February 11, 2001|JACK GUTTENTAG | SPECIAL TO THE TIMES

Question: I was told that under federal legislation passed in 1999, private mortgage insurance is canceled automatically at some point--borrowers don't have to do anything. Is that right?

Answer: Yes. Under one provision of that law, lenders are required to cancel private mortgage insurance on most home mortgage loans made after July 29, 1999. Cancellation will occur automatically when amortization has reduced the loan balance to 78% of the value of the property at the time the loan was made.

But under another provision of this law, lenders must terminate insurance at the borrower's request when the loan balance hits 80% of the original value. Borrowers who take the initiative can terminate earlier than those who wait.

Even under this provision, the wait can be a long one. With normal amortization, it takes 142 months for the loan balance on a 8% 30-year loan equal to 95% of property value to fall to 80%. A 15-year loan that is otherwise identical will get there in 47 months.

But borrowers who add to their regular monthly payment will reach the 80% target more quickly. If they add 1/12 of the payment every month--for example, a $600 payment is raised to $650--the mortgages cited above will hit the 80% target in 91 months and 38 months, respectively.

The lender need not accept your request for cancellation if:

* You have a second mortgage.

* The property has declined in value.

* You had a payment late by 30 days or more within the year preceding the cancellation date, or late by 60 days or more in the year before that.

If your loan was made before July 29, 1999, this law does not cover you. If it was sold to Fannie Mae or Freddie Mac, however, you are subject to the cancellation rules of the agencies, regardless of when the loan was made. And these rules are more favorable to homeowners because they are based on the current appraised value of the property rather than the value at the time the loan was made.

Under these rules:

* You can terminate after two years if the loan balance is no more than 75% of current appraised value, and after five years if it is no more than 80%.

* You must request cancellation, and obtain an appraisal acceptable to the agencies and to the lender.

* The ratios required for termination are lower if there is a second mortgage, if the property is held for investment rather than occupancy, or if the property is other than single-family.

* The agencies will not accept termination if your payment has been 30 days late within the prior year, or 60 days late in the year before that.

Using current value rather than original value can substantially shorten the period to termination. For example, the 30-year 8% loan that takes 142 months to reach 80% of original value will get there in 96 months with just 1% annual appreciation, and in 53 months with 3% appreciation.

If your loan was made before July 29, 1999, and if it is not held by Fannie or Freddie, the termination rules that apply are those of your lender. In some states (including California), lenders' rules may be affected by state law.

The best strategy is to assume you are subject to the liberal Fannie/Freddie rules.

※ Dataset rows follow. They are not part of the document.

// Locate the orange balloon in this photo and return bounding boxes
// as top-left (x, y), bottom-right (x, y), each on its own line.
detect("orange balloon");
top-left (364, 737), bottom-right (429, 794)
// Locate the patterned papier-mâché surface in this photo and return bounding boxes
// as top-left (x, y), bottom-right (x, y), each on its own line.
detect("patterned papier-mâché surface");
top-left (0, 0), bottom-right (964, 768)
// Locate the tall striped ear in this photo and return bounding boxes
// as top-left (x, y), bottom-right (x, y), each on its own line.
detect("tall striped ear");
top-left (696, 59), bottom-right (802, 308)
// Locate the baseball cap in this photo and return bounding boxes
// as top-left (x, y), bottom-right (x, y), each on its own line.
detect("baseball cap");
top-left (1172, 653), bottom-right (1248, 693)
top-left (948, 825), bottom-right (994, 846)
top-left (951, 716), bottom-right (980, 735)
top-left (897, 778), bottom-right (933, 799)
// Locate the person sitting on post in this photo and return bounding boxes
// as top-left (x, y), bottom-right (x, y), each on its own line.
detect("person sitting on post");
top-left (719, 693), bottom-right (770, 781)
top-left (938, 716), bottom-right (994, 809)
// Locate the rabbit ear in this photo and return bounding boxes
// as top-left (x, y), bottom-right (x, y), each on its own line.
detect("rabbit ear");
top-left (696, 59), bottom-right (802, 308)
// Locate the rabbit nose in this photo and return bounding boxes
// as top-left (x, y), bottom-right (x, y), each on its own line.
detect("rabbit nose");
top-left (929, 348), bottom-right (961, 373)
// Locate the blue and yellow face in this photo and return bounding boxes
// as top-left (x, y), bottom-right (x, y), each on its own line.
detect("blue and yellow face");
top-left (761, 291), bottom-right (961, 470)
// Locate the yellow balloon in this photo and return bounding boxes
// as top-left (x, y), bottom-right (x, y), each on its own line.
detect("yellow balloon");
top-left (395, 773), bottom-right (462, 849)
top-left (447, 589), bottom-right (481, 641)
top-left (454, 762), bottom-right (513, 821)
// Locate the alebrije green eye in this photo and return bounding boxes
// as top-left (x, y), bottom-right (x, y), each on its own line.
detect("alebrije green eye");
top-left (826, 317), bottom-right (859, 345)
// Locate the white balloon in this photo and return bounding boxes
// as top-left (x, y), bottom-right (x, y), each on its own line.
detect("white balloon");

After two years, begin periodically to estimate the ratio of your loan balance to current value. Web sites offering helpful tools include Homegain.com, Dataquick.com, Propertyview.com and Domania.com.

When it appears that you might meet the agencies' requirements, contact your lender and ask whether your mortgage is held by one of the agencies. If it is, confirm the ratio of balance to current value that permits termination in your case.

If your loan isn't held by one of the agencies, ask the lender for a written statement of its own termination policy. If your loan was made after July 29, 1999, follow the more liberal of the lender's rules or the federal law. If your loan was made before July 29, 1999, you are stuck with the lender's rules.